The SFR Industry Could See a Come-To-Regulation Moment

Even though institutional investors are far from a dominant force in single family homes, they are an attractive target for politicians.

The current real estate situation in Berlin is enough to give a CRE professional heartburn. A vote will decide whether the city confiscates apartments from any owner of more than 3,000 properties, according to a Wall Street Journal report.

The vote is likely to pass, according to the story, because people are angry about rising rents. And while confiscations are unlikely—the referendum is non-binding, and the city would go into debt for the roughly €36 billion to be paid for the 240,000 affected units—it could cause politicians to double down on existing regulations.

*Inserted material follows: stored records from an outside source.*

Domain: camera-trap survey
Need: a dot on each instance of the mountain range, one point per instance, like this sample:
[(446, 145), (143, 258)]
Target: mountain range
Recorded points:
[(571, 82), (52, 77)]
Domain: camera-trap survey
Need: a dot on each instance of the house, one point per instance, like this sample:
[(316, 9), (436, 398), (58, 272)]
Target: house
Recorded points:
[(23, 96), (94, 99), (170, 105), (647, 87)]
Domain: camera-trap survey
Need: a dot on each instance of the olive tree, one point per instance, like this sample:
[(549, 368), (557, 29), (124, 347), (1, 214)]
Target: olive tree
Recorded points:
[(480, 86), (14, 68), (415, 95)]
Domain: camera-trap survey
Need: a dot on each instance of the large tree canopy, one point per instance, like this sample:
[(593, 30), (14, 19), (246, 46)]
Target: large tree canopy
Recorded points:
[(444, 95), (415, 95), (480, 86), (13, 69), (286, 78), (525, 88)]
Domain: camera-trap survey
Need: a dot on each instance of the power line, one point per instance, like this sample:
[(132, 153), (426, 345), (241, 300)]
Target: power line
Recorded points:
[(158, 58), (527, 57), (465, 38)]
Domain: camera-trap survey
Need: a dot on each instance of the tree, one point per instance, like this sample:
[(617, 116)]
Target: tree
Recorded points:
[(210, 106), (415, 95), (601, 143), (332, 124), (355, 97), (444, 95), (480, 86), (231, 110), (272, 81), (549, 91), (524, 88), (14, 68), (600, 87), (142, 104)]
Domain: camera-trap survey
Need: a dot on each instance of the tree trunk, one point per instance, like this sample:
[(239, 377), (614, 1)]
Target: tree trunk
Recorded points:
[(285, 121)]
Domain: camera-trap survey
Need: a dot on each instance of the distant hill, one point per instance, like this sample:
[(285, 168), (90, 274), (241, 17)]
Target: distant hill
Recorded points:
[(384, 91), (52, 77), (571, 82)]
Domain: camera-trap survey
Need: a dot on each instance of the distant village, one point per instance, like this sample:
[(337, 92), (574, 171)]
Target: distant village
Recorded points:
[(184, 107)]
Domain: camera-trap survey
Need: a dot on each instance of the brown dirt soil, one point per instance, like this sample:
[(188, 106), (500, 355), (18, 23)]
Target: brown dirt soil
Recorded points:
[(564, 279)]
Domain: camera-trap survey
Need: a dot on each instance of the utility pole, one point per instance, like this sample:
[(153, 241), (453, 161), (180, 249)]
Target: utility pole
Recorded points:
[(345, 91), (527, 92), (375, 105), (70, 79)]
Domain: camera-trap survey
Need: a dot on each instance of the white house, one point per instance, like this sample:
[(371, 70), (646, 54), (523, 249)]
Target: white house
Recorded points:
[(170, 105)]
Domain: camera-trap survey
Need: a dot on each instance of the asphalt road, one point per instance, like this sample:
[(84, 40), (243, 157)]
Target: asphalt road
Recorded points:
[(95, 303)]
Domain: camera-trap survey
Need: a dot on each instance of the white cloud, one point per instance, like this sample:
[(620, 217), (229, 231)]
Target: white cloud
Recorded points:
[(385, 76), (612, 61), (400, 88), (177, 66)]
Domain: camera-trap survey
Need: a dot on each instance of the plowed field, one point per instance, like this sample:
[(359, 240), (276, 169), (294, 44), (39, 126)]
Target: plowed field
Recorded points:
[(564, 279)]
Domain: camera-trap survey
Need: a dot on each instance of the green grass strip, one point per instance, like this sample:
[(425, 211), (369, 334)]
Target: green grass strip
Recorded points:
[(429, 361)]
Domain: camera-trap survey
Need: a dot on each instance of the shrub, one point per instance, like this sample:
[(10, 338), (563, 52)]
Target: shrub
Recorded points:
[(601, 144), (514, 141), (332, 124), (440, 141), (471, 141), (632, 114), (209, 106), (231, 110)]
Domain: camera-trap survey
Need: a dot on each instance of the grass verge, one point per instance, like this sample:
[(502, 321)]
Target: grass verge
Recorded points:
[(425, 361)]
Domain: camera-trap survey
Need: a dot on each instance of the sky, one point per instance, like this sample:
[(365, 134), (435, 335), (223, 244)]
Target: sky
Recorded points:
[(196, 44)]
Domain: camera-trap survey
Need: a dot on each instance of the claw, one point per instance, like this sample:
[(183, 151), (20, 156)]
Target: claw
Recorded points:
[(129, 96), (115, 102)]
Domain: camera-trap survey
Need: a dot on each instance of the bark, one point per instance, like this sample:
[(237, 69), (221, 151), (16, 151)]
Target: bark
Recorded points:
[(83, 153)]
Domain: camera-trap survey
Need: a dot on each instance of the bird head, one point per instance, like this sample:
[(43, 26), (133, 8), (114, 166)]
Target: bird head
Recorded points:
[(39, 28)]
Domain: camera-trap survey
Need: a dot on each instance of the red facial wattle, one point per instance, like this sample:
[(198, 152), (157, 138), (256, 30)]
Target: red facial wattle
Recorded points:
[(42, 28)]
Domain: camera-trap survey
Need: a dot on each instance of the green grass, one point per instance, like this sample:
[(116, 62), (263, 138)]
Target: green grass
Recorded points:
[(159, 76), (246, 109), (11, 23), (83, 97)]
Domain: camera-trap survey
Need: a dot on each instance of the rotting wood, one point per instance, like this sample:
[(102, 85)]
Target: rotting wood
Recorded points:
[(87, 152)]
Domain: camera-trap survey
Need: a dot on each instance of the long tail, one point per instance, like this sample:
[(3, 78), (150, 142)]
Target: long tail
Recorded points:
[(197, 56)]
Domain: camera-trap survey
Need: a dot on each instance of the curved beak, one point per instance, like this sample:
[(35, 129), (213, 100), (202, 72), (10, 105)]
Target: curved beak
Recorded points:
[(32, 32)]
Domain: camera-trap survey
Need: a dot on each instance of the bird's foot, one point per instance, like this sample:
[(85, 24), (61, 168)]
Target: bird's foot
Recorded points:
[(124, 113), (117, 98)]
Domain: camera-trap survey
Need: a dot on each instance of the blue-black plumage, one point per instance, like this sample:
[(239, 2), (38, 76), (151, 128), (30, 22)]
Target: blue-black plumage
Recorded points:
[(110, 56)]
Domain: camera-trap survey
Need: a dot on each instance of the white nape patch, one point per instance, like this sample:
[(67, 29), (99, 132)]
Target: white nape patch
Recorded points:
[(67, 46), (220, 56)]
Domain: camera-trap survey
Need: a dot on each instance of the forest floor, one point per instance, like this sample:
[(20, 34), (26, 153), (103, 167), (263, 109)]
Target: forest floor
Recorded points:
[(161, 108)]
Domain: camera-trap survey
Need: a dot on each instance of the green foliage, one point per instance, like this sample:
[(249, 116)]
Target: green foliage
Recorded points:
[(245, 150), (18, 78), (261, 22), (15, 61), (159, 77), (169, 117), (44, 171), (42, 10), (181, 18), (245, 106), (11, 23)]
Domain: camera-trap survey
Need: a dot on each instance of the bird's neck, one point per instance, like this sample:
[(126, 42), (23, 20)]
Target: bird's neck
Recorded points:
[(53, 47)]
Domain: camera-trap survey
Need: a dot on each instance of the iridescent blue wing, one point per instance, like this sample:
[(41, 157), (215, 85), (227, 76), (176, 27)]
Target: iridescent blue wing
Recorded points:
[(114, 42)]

Although such a vote isn’t likely in the U.S., there is anger over rising home prices, costs of single-family rentals, and the perceived position of institutional investors. The question is whether, like in Berlin, popular backlash could push politicians, if not at the federal level, then state or local.

Part of President Biden’s plans to increase affordable housing supply has been to call for restrictions on “large investors” from buying as many single-family homes as they do.

News such as BlackRock’s purchase of Home Partners of America, the latter of which owns and rents out 17,000 homes, or that investors bought one of every six homes in the second quarter of 2001, according to Redfin, don’t make for warm and fuzzy feelings.

That’s far from an accurate overall picture. “Investor purchases [of single-family homes] are less than 5% of the market,” Sara Rutledge, an economist at real estate investing site Millionacres, tells GlobeSt.com. She also points out that “investors need to buy or build at competitive price points to meet return requirements and build-to-rent properties increase the housing supply.”

“The notion that large single-family rental home companies are somehow adversely impacting the market for home purchases in the U.S. is not supported by the data in any way, shape, or form,” David Howard, executive director of the National Rental Home Council, explains to GlobeSt.com. “Further, U.S. Census Bureau data show that markets with greater concentrations of homes owned by large companies actually have higher rates of individual homeownership—including Atlanta, Charlotte, Phoenix, and Tampa, to name a few—and over the last five years those rates of homeownership have been growing faster than in markets where large companies are less active.”

But the data exists in an uncomfortable context. “Homeownership is becoming harder and harder to achieve for most first-time homebuyers because of the competition from—not exclusively, although very much so—institutional buyers,” says Milton Andrade, a broker at Franklin Realty Consultants. The recent increase in investor purchases reminds people of the way large buyers snapped up many foreclosed homes and then rented them out after the 2008 financial collapse.

“Someone has to look out for the little guy,” Andrade adds. “Politicians should be wary not to seem anti-business and anti-competition, but a roof over your head and the ‘American Dream’ of homeownership” is a hard image to ignore, especially when people must vote you back into office.

Some think the regulation scenario is unlikely. “From my experience working with public officials and observing local, state, and federal residential real estate policies, I don’t foresee future regulations in the single-family or multifamily rental sectors,” Morris Kaplan, president of Kaplan Residential, tells GlobeSt.com. “In fact, limiting regulations during the approval process for single family rental projects would reduce cost, possibly provide more affordability, accelerate delivery timelines, and generate tax revenue in a timely manner which is beneficial for municipalities and counties.”

But not all agree. “More institutional ownership will lead to more regulation,” says Khari Washington, owner and broker of 1st United Realty & Mortgage.

And action doesn’t have to happen at the federal level. “There is potential for local officials—especially in areas with rent control policies—to want to intervene in the rising rental rates for single-family housing,” Rutledge says. “However, the locations where rents are rising at a double-digit annual pace are dominated by Arizona, Texas, and parts of the Southeast that are not politically favorable to rent control.”